Ann Hite’s short stories have appeared in numerous publications, including The Dead Mule, where her selected Black Mountain Stories are featured for the May 2008 Issue, Fiction Warehouse, Cup of Comfort, Foliate Oak, and Moonwort Review. Her essay, Surviving Mom, appeared in Marlo Thomas’ bestselling collection, The Right Words At The Right Time, Vol., 2. Ann lives with her family in Atlanta where she has over 1,000 books, a flower garden, and her laptop. Feel free to visit her website:
http://pwp.att.net/p/pwp-painteddoor
http://pwp.att.net/p/pwp-painteddoor
4 comments:
Thanks for the walk down memory lane. It made me remember the days when I sat and listened to my grandmother and great-aunt as they chatted back and forth-- well, actually, they kinda mildly spat at each other back and forth. I don't think they were happy unless they were sorta bitchin', if you know what I mean.

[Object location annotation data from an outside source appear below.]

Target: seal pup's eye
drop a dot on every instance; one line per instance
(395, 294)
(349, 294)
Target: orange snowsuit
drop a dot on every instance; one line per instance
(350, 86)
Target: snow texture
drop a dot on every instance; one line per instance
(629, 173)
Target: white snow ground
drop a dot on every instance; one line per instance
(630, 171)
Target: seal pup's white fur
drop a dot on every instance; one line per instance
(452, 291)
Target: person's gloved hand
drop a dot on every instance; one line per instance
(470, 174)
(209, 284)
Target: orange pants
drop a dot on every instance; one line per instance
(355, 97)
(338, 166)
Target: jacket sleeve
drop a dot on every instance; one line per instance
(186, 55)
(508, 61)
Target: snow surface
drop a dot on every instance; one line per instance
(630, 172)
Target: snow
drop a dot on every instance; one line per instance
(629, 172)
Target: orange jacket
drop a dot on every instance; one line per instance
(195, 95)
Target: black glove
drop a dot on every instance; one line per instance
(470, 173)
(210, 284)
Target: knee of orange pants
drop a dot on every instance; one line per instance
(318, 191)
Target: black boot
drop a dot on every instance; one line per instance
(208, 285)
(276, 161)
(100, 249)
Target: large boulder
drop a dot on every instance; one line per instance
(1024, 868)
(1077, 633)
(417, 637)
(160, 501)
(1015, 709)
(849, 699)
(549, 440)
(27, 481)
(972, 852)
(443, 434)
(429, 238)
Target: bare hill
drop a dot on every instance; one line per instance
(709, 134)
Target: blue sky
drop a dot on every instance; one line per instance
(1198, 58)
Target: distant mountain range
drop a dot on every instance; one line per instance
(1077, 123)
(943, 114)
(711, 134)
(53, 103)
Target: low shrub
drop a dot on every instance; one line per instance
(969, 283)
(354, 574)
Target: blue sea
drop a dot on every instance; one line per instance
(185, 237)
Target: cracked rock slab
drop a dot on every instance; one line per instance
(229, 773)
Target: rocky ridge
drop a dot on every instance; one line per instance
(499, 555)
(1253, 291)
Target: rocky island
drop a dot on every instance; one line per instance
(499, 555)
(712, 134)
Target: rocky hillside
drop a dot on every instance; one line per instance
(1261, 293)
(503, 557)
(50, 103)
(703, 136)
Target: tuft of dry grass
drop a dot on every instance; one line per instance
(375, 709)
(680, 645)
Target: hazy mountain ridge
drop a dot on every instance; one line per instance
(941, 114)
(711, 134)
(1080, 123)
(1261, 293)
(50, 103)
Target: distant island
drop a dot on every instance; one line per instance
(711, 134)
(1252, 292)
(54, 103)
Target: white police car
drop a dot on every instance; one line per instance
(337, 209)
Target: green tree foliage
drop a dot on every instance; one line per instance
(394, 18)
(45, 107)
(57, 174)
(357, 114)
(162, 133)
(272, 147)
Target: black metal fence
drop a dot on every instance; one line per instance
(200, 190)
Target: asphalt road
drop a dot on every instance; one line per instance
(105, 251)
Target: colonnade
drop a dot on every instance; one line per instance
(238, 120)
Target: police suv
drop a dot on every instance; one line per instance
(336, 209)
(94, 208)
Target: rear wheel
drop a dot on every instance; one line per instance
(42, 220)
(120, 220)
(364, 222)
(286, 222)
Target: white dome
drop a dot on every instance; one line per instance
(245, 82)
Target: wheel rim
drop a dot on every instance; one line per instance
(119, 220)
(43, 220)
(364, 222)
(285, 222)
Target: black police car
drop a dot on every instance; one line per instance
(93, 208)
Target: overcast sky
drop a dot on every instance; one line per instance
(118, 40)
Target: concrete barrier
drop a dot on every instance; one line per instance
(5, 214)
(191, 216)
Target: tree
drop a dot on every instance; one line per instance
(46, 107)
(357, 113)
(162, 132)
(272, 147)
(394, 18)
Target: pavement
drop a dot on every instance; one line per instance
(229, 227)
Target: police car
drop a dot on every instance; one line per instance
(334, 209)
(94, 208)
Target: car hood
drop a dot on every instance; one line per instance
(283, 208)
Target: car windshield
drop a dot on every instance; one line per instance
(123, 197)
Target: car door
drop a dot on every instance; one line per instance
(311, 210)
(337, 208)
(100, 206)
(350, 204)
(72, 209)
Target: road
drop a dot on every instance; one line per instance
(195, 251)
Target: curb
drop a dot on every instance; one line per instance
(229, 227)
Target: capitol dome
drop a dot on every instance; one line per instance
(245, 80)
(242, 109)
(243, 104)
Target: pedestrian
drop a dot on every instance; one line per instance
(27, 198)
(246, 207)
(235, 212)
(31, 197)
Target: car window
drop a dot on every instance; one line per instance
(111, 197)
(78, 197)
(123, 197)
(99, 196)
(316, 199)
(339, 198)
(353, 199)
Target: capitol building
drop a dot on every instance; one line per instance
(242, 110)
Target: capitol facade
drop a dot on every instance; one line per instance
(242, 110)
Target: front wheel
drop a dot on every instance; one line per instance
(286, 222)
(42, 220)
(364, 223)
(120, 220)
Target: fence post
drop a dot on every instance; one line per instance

I learned so much about who they were, just by, as you did, becoming part of the wallpaper and listening to them.
Thank you for this post.
Beth Fehlbaum, author
Courage in Patience, a story of hope for those who have endured abuse
http://courageinpatience.blogspot.com
Chapter 1 is online!
I loved this post.
If your short stories are as good as your blog post, I can't wait to read them, Ann.
With Southern love,
Annabelle Robertson
www.SouthernGirlsGuide.com
I love this story of sweet tea and peanut butter and stories...I read it aloud to my husband, who thoroughly enjoyed it too. So nice to meet you, Ann, and thanks for the kind words on my piece. It's lovely to meet you.